Former Secretary of State Colin Powell also is among the more than 200 names on the list.

Stevens, 84, is fighting a seven-count indictment accusing him of filing false financial statements on mandatory Senate disclosure forms.

The indictment says he failed to report hundreds of thousands of dollars worth of repair work on his Alaska home paid for by Veco Energy, an oil services contractor and one of the largest employers in Alaska.

Stevens is not accused of accepting bribes. Read the indictment (pdf)

Stevens arrived with his defense team at the federal courthouse nearly two hours before Monday's proceeding began.
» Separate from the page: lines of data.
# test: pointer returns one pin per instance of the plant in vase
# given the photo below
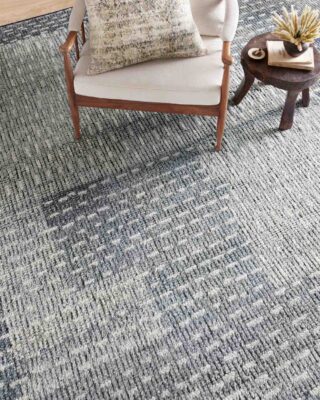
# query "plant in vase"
(297, 32)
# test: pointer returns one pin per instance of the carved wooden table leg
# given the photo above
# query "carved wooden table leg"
(306, 97)
(243, 88)
(289, 108)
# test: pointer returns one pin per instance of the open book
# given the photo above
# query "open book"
(278, 57)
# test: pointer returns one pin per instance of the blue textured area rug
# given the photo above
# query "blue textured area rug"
(138, 264)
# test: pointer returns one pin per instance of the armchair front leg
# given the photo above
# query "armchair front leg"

He did not speak to reporters and the gaggle of cameras on arrival or departure.

The jury pool heard a summary of the case, and lawyers from both sides introduced themselves to the large group assembled in the ceremonial courtroom, where they were left to answer a list of questions to determine whether they are qualified to serve.

Among those summoned for jury duty in the Stevens trial was Fox News reporter Catherine Herridge, a resident of Washington.

The witness list, the judge explained, was an opportunity for prospective jurors to indicate that they know any of the people who may be called to testify.

Lead defense attorney Brendan Sullivan asked the senator to stand as he introduced him to the potential jury panel that will weigh his guilt or innocence.

Stevens did not make any remarks in the courtroom.

It was his first appearance at the courthouse since he entered his plea of not guilty on July 31.

Stevens, up for re-election in November, has requested that the trial be expedited in hopes he can clear his name before voters head to the polling booths.

He has continued to campaign since his indictment was announced, and he handily won the GOP primary less than a month after he was indicted. Stevens has been in the Senate since 1968 and is the longest-serving Republican in Senate history.

"I've urged Alaskans not to make a judgment about this situation until all the evidence is in," Stevens told reporters in Alaska on Saturday.

He has pleaded not guilty, saying in a statement that he has "never knowingly submitted a false disclosure form required by law as a U.S. senator." He stepped down from his leadership posts on Senate committees after the indictment.

If convicted, Stevens could face five years in prison for each of the counts, although he could get a lighter penalty.

Along with the failure-to-report charge, the indictment also says Veco asked Stevens to intervene on its behalf in Washington and that he sometimes did.

The indictment says Veco and its chief executive officer, Bill Allen, provided home improvements, including a first floor, a garage, a first- and second-story wraparound deck, plumbing and wiring.

Allen pleaded guilty in May 2007 to paying out more than $400,000 "in corrupt payments" to Alaska officials, the Justice Department said in announcing Stevens' indictment.

Defense attorneys believe prosecutors may try to confuse the jury with courtroom references to activity that is not illegal as part of the legislative work of a senator.

Saying he is cautious about making comments a judge could perceive as trying to influence the jury, Stevens did not offer any reaction to details about the government's case that have come out during pre-trial conferences in the past few weeks.

"I have entered my plea and said I'm innocent of the charges. I think the trial will show that," Stevens said.

He added that in the past three months of campaigning around Alaska, "there's been overwhelming support and kindness shown to me about this, and that has sustained me and my family."